I'm creating a merge from two tables. First table look like this:
a b c
0 32 171 28
1 32 172 28
2 1014 173 28
3 1014 179 28
4 1014 154 26
5 1049 156 26
2nd table looks like this:
a d
0 32 fdxjgset
1 32 5j4j64j4
2 1014 4564jsr5
3 1014 5jhszxse
4 1014 kuts5555
5 1049 srh5jx5x
I'm expecting to get something like this:
a b c d
0 32 171 28 fdxjgset
1 32 172 28 5j4j64j4
2 1014 173 28 4564jsr5
3 1014 179 28 5jhszxse
4 1014 154 26 kuts5555
5 1049 156 26 srh5jx5x
But I'm getting duplicates of the duplicate 'a' rows like this:
a b c d
0 32 171 28 fdxjgset
1 32 172 28 5j4j64j4
2 32 171 28 fdxjgset
3 32 172 28 5j4j64j4
4 1014 173 28 4564jsr5
5 1014 179 28 5jhszxse
6 1014 154 26 kuts5555
7 1014 173 28 4564jsr5
8 1014 179 28 5jhszxse
9 1014 154 26 kuts5555
10 1049 156 26 srh5jx5x
My code is:
data_1 = pd.read_csv("First file.csv",encoding='latin1')

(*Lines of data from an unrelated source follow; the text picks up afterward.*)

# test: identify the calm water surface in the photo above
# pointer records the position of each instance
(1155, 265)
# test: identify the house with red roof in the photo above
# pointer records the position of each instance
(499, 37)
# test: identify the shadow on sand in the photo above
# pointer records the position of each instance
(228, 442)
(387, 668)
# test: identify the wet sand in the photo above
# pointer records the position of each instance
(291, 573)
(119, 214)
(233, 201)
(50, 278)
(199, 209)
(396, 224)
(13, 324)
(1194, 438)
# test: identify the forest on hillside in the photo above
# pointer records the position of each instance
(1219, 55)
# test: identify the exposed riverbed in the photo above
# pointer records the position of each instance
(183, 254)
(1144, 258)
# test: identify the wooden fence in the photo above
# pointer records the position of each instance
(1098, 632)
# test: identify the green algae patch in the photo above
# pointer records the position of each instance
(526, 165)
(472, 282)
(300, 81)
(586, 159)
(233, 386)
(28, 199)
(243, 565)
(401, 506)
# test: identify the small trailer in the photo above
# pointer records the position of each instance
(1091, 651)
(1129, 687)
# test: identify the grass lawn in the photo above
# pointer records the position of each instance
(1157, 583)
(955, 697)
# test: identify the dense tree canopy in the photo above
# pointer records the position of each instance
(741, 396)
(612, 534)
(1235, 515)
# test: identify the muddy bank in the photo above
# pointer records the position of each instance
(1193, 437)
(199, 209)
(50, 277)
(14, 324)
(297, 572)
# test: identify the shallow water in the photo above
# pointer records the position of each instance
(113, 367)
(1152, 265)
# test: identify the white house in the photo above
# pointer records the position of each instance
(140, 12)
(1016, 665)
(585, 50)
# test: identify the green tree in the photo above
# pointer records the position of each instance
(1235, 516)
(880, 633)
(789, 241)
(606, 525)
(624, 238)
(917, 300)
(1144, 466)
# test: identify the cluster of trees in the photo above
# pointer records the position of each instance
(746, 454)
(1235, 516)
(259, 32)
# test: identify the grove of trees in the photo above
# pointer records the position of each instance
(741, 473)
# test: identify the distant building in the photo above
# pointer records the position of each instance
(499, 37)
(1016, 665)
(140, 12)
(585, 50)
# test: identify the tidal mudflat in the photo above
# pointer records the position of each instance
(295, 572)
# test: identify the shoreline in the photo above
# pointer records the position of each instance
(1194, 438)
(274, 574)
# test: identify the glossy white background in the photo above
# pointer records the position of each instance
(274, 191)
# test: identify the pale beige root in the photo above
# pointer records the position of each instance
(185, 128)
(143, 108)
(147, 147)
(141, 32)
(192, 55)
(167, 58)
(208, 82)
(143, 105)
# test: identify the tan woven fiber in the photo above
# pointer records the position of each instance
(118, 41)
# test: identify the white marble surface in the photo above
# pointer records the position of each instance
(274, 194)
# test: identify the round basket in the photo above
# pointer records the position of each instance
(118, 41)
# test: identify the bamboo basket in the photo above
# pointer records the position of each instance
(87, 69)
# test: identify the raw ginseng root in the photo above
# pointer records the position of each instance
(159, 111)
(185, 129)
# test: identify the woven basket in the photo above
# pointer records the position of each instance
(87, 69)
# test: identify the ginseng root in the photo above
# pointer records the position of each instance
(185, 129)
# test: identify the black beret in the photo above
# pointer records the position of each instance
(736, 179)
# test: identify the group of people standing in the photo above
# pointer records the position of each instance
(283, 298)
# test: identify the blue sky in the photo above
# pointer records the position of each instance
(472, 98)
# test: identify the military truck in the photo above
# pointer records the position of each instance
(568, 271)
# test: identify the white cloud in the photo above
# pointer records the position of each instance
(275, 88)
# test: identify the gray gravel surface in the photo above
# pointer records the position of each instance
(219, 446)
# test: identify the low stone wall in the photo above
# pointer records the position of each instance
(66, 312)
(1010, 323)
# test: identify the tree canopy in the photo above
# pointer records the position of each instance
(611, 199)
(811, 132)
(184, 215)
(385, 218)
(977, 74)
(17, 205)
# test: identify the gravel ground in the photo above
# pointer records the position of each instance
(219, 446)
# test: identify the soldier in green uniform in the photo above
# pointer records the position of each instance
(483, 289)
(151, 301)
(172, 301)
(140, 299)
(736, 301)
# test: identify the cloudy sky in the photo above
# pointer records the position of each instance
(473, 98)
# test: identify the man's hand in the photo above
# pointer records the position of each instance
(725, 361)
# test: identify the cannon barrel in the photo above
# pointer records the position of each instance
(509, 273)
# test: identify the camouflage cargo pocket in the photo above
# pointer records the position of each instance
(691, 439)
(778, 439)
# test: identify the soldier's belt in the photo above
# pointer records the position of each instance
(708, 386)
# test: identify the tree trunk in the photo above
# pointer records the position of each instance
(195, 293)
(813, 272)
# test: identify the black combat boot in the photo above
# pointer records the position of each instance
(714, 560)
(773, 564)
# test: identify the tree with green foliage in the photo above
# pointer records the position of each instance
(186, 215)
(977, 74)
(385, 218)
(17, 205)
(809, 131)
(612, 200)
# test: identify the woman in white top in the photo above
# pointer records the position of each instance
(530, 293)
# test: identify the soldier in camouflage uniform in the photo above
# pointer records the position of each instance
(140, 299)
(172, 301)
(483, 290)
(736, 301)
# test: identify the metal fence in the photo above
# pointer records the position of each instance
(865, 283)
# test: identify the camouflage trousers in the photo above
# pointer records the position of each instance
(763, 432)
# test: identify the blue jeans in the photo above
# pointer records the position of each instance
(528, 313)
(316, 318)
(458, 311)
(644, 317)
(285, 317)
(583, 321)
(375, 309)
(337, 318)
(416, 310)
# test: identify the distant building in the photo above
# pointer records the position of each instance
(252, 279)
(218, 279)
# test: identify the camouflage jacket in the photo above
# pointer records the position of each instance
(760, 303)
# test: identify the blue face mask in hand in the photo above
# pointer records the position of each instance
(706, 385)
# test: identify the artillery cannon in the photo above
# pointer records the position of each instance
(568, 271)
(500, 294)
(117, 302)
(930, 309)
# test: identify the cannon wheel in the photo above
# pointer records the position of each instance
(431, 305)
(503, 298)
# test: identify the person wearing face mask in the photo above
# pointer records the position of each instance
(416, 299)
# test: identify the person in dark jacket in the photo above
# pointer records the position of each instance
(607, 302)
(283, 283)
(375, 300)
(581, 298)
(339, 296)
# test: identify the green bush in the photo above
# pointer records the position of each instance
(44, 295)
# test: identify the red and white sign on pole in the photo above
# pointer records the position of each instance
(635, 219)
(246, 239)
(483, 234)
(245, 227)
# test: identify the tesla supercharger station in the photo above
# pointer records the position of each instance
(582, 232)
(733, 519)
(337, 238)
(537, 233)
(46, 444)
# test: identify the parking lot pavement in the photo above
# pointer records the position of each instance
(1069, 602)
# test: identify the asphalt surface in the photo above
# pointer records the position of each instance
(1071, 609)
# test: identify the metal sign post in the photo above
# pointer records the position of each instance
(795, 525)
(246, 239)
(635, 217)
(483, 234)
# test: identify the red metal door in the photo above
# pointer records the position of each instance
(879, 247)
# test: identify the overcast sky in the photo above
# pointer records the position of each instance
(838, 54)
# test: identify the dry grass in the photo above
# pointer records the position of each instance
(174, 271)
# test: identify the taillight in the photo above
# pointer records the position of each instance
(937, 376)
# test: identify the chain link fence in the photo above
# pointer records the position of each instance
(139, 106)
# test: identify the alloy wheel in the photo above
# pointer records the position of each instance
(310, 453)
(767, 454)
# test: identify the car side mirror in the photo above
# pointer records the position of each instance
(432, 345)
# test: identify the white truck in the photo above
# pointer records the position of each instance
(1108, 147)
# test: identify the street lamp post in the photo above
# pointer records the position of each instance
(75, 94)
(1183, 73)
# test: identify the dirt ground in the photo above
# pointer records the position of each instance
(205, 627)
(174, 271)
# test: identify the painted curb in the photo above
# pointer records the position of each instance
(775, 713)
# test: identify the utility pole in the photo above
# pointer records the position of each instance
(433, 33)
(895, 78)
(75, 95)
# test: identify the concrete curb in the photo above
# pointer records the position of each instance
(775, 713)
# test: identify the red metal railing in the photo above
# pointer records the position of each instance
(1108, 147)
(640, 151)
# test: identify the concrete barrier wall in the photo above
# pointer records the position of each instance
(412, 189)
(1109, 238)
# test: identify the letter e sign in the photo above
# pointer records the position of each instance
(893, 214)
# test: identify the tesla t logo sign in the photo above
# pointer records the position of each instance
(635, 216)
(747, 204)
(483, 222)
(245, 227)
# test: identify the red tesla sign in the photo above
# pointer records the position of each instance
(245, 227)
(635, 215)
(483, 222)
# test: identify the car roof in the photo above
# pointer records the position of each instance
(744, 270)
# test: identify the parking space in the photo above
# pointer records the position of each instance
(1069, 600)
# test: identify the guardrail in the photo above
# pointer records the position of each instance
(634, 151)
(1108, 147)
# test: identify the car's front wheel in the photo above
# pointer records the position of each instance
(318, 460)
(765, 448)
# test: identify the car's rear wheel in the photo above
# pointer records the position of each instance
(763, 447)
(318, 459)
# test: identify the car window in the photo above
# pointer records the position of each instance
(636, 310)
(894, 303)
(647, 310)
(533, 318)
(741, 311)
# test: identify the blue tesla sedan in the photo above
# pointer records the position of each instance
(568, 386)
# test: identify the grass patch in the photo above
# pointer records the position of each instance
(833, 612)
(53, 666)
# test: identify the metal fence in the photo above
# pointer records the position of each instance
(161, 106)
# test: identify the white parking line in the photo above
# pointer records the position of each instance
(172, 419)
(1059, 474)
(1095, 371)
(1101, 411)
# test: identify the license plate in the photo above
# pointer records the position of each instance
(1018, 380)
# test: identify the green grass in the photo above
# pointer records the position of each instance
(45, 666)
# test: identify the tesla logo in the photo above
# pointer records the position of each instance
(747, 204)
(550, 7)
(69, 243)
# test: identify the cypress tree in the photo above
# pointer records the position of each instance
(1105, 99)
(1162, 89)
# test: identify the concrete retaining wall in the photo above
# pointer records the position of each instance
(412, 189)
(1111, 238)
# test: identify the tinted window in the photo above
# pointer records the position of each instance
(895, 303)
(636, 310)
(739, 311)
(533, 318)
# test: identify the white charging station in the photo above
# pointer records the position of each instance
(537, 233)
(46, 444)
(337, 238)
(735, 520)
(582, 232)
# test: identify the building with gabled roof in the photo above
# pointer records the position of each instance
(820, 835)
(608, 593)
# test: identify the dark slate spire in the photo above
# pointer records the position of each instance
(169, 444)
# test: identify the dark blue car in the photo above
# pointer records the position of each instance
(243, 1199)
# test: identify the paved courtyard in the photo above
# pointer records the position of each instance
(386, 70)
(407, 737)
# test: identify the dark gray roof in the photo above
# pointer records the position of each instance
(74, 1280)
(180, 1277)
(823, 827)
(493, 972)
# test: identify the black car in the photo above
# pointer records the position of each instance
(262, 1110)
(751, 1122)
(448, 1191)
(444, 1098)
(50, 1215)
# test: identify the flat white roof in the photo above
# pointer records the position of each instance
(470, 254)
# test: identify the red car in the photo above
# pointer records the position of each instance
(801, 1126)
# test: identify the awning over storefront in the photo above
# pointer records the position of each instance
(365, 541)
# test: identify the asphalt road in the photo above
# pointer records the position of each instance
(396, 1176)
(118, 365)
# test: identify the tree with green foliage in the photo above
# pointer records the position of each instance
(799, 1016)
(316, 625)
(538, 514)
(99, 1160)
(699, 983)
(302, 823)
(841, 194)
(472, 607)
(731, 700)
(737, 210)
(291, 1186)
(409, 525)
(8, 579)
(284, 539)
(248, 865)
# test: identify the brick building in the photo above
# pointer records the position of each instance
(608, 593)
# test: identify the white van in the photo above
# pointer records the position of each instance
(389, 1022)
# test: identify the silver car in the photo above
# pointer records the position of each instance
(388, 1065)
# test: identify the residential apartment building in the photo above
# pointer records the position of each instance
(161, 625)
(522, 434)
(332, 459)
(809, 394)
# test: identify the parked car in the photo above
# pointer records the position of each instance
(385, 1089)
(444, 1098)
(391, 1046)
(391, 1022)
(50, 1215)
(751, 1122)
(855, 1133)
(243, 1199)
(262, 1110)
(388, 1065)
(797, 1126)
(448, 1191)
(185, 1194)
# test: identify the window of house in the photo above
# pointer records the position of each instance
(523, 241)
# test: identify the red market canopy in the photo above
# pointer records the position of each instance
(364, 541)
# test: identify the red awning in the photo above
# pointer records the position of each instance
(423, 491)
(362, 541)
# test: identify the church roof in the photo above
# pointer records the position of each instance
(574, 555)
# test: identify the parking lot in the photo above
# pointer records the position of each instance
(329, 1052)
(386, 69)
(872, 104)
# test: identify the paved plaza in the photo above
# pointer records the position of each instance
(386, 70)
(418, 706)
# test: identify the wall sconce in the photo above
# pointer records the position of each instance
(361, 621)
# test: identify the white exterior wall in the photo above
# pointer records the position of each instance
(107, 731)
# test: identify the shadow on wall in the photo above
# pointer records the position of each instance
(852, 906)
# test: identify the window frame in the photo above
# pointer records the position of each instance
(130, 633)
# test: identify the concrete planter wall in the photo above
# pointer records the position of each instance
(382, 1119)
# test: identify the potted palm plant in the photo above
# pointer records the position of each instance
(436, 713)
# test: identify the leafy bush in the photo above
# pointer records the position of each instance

data_2 = pd.read_csv("Second file.csv",encoding='latin1')
data_2_dups = data_zips.drop_duplicates() #remove duplicates
data = data_1.merge(data_2_dups, on='a', how = 'left', indicator=True)
#data1 = data.drop_duplicates()
data.to_csv("merged file.csv")
Now I did remove all duplicates like others said on different threads here, but that doesn't seem to work. It's still creating duplicate rows for duplicates. Any idea what am I doing wrong? Thanks.